Charlotte Latimer enjoys dining that is both fine and fun at Wood and Water on Coldharbour Lane
There was only one day to go until ‘mad Friday’, the last Friday before Christmas, but the streets were unusually quiet as I walked towards Brixton’s newest restaurant, Wood and Water.
It felt like everyone I knew had Covid, had been in contact with someone with Covid, or was just hiding out from the latest, Omicron, variant.
I’m not proud to admit, I was actually a little relieved when walked into Wood and Water to find that there was no one there apart from the charming and effortlessly friendly barperson and senior team member, Julian Ghimici.
It was 10 days till Christmas, and catching COVID anytime from now, meant self-isolating over the holidays.
Ghimici greeted me from behind the bar and escorted me over to a candle-lit, marble-style table surrounded by luxurious, green, padded chairs.
As I sat down, still the only other person in this unique Gatsby-esque experience, I asked him about The Three Little Birds restaurant, and popular brunch spot, that used to be at the same site.
Ghimici explained that owners April Jackson (former Miss Jamaica Universe and contestant on The Apprentice) and her partner, Lee Tan, actually ran the Three Little Birds restaurant for six years previously, but wanted to try something different.

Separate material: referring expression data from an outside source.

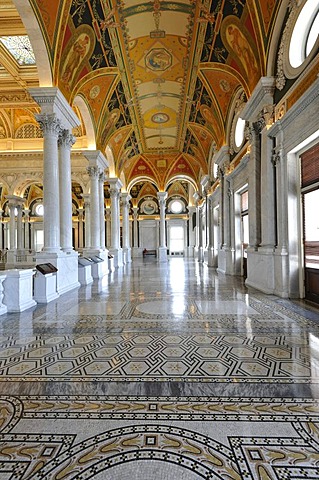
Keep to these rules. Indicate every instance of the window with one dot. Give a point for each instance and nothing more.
(305, 33)
(39, 210)
(239, 132)
(176, 206)
(20, 48)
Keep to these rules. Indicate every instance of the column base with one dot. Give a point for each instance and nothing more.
(137, 252)
(18, 291)
(118, 256)
(45, 287)
(162, 254)
(127, 255)
(99, 270)
(67, 265)
(211, 258)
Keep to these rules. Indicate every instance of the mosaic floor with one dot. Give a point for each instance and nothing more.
(159, 372)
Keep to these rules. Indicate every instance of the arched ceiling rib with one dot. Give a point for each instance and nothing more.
(158, 77)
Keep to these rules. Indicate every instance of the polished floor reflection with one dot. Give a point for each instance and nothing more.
(160, 371)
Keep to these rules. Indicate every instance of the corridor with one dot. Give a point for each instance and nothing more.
(160, 371)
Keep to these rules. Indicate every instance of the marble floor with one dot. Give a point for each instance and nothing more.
(158, 372)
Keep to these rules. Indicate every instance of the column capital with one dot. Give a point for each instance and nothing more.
(49, 123)
(52, 102)
(162, 196)
(14, 200)
(86, 197)
(115, 183)
(66, 139)
(125, 197)
(96, 159)
(93, 171)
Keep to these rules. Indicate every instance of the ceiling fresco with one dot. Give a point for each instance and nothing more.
(158, 77)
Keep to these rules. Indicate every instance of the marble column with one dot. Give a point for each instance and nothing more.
(26, 212)
(56, 117)
(94, 173)
(108, 225)
(65, 142)
(191, 231)
(102, 210)
(126, 227)
(51, 128)
(80, 212)
(87, 219)
(211, 253)
(19, 228)
(200, 234)
(116, 250)
(162, 249)
(135, 232)
(1, 229)
(12, 226)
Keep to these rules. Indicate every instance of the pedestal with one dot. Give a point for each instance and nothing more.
(118, 256)
(45, 287)
(3, 308)
(18, 290)
(127, 257)
(111, 264)
(67, 265)
(85, 274)
(99, 270)
(162, 254)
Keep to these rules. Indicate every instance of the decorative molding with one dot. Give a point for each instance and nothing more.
(51, 101)
(261, 98)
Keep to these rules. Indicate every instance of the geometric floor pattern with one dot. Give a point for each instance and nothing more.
(160, 371)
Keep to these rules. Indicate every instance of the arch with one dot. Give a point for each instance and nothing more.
(22, 184)
(275, 39)
(141, 179)
(87, 119)
(181, 177)
(110, 159)
(37, 41)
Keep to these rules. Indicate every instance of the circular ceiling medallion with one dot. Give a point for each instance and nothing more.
(160, 117)
(158, 59)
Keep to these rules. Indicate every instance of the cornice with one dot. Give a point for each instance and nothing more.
(311, 95)
(51, 101)
(261, 97)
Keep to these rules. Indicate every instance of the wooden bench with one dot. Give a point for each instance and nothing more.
(149, 252)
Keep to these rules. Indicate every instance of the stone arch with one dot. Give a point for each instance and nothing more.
(179, 178)
(87, 119)
(37, 42)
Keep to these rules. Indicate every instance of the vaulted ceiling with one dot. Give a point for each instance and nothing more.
(158, 78)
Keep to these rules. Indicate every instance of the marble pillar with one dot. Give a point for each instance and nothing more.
(136, 250)
(51, 128)
(12, 226)
(162, 249)
(102, 210)
(200, 235)
(81, 219)
(87, 219)
(1, 230)
(56, 116)
(94, 173)
(116, 250)
(126, 227)
(65, 142)
(191, 231)
(108, 226)
(26, 212)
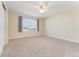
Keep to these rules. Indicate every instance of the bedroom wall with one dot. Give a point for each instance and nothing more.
(64, 25)
(13, 27)
(3, 27)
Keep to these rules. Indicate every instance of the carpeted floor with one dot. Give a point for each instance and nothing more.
(41, 46)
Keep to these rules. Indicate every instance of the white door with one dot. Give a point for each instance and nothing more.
(2, 27)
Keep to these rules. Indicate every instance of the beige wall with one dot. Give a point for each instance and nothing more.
(64, 25)
(3, 27)
(13, 27)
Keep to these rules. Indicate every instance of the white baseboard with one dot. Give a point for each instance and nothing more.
(67, 39)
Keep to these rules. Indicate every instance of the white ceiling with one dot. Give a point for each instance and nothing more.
(29, 7)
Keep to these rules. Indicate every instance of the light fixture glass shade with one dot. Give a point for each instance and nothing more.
(43, 8)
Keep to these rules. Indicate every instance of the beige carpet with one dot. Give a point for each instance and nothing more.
(41, 46)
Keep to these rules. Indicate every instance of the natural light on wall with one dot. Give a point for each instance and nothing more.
(29, 25)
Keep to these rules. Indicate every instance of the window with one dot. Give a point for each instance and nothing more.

“She [April] wanted to come to come more towards a modern British cuisine, still with a Jamaican soul,” explained Ghimici. “We still do breakfast, with the bottomless brunch, and we kept the Three Little Birds Cocktail.”

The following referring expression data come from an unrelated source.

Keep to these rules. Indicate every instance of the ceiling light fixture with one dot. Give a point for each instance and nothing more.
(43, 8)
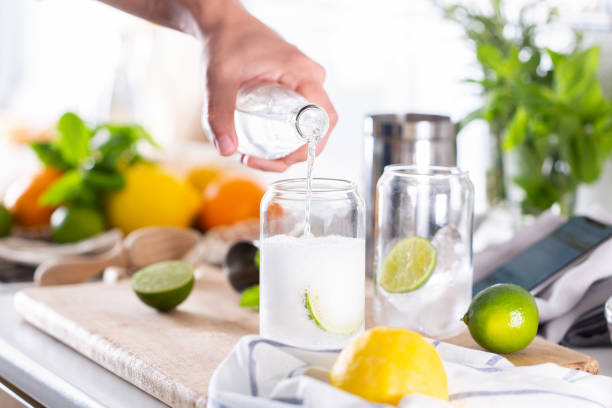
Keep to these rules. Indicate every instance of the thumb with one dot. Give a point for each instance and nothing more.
(221, 104)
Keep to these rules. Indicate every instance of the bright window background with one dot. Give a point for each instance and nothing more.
(383, 56)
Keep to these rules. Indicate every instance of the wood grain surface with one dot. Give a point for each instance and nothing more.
(173, 355)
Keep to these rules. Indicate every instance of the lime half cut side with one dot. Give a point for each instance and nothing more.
(329, 317)
(163, 285)
(408, 265)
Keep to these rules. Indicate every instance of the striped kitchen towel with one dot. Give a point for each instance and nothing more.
(261, 373)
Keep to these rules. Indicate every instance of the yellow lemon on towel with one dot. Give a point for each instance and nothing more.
(384, 364)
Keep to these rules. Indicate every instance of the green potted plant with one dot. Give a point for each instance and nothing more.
(546, 110)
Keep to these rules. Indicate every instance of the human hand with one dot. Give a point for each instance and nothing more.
(242, 49)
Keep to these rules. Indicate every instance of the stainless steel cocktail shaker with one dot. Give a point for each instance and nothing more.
(411, 138)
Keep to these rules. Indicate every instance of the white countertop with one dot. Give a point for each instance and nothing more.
(56, 375)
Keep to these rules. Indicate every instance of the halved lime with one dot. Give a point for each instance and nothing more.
(503, 318)
(329, 317)
(408, 265)
(163, 285)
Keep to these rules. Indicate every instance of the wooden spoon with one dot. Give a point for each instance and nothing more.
(140, 248)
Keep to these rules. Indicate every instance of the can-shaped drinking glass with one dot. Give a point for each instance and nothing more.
(312, 263)
(423, 255)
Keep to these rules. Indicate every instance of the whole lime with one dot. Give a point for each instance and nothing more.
(163, 285)
(503, 318)
(74, 223)
(6, 221)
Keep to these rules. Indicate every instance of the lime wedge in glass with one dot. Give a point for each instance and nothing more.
(163, 285)
(408, 265)
(329, 316)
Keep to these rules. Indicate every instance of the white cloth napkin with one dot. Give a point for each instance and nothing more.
(558, 304)
(261, 373)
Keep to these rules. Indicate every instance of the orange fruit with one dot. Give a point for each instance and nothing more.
(200, 177)
(228, 200)
(22, 198)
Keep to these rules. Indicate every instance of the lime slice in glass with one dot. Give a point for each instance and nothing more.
(163, 285)
(330, 316)
(408, 265)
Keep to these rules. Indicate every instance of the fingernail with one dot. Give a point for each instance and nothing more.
(224, 145)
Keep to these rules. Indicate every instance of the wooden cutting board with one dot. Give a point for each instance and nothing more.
(173, 355)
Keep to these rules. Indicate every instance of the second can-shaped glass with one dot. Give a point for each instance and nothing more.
(312, 280)
(423, 255)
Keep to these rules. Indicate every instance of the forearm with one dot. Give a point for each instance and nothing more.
(195, 17)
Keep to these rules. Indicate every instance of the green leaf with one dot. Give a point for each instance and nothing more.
(73, 141)
(63, 189)
(49, 155)
(250, 297)
(131, 131)
(517, 130)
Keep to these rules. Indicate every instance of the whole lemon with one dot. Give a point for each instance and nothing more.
(384, 364)
(151, 196)
(202, 176)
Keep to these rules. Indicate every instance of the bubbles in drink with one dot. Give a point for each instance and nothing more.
(435, 308)
(312, 289)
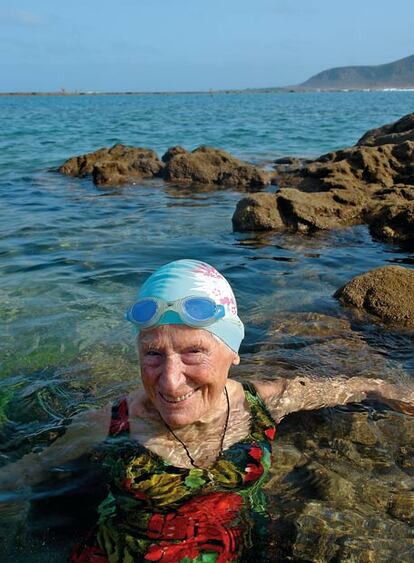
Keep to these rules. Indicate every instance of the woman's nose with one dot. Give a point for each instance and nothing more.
(172, 373)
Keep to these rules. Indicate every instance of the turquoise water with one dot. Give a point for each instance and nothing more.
(72, 255)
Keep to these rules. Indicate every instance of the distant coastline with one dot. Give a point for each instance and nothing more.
(270, 90)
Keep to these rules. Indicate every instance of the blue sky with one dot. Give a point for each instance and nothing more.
(151, 45)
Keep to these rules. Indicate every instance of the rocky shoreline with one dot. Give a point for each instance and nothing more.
(370, 183)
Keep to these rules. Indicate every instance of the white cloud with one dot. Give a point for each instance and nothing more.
(19, 18)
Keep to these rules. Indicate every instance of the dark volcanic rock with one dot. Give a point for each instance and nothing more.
(386, 292)
(257, 212)
(207, 165)
(369, 183)
(115, 166)
(297, 211)
(394, 223)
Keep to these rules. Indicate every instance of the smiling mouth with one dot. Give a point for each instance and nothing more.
(179, 399)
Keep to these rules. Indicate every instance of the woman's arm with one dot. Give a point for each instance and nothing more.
(303, 393)
(85, 431)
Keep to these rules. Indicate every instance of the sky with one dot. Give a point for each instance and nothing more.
(188, 45)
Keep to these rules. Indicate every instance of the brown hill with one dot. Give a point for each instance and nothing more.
(398, 74)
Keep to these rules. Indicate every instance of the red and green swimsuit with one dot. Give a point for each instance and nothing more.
(155, 511)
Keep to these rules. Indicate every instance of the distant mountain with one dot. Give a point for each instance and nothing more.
(398, 74)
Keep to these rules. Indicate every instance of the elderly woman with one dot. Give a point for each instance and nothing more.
(186, 455)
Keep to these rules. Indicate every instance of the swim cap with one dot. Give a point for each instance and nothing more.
(184, 278)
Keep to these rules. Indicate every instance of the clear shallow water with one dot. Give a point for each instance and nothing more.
(72, 256)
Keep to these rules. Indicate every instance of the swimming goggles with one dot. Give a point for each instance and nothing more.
(193, 310)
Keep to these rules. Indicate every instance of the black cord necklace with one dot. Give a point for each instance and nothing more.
(190, 457)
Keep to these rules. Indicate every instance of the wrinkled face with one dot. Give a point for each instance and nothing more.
(184, 371)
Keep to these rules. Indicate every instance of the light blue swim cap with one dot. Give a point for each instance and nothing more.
(184, 278)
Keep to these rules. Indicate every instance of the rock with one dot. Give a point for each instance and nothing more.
(394, 223)
(402, 506)
(371, 183)
(171, 152)
(257, 212)
(386, 292)
(401, 130)
(297, 211)
(207, 165)
(115, 166)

“And they say Jamaica used to mean the land of wood and water,” he adds, in reference to the new name.
We discuss the Covid situation, “it’s a bit odd,” he explains, “people are a bit worried,” and the impact of Brexit in Brixton, until my friend joins me for dinner.
I order a glass of the very on trend, and musically entitled, Crémant Flute Enchantée and my friend has the pistachio sour.
Jackson and Tan’s love of music comes out not only throughout the menu, but through the carefully selected song selection that is played throughout the night, everything from punk to disco, with some lesser known, more personal, choices, that we can’t even find on Shazam.
Ghimici and my friend both insist that I try the pistachio sour next. It’s light and fluffy and made with rum and pistachio milk, instead of something too heavy or creamy, and Ghimici even offers to make me a vegan version of the drink using Ms Better’s Bitters Miraculous Foam instead of egg white.
“If you told me this [cocktail] was winning awards,” remarks my friend, “I’d believe you.”
The menu also hosts a great selection of non-alcoholic drinks, including a Dry 75, that uses kombucha instead of champagne to give a contemporary twist to the classic, but potentially lethal, French 75.
Everything in the restaurant has been thoughtfully put together, from the wide array of playful and inventive cocktails, to the expertly paired flavours on the food menu.
For starters, we have the croquettes and the goat cheese (a vegetarian spin on the goat croquettes), both cooked to perfect crunch and texture, followed by the spiced sweet potato and salted cod, with charred baby gem and fried plantain, which comes with an exquisite, and finely diced, pineapple salsa.
Some more people arrive and sit in the bar area at the front of the restaurant and the atmosphere starts to feel more festive.
Wood and Water is a real treat for anyone looking for fine dining, and especially for those with a love of cocktails.
The menu is really fun and creative and the whole experience was made all the more enjoyable by the “family vibe” and warm welcome and service from Ghimici.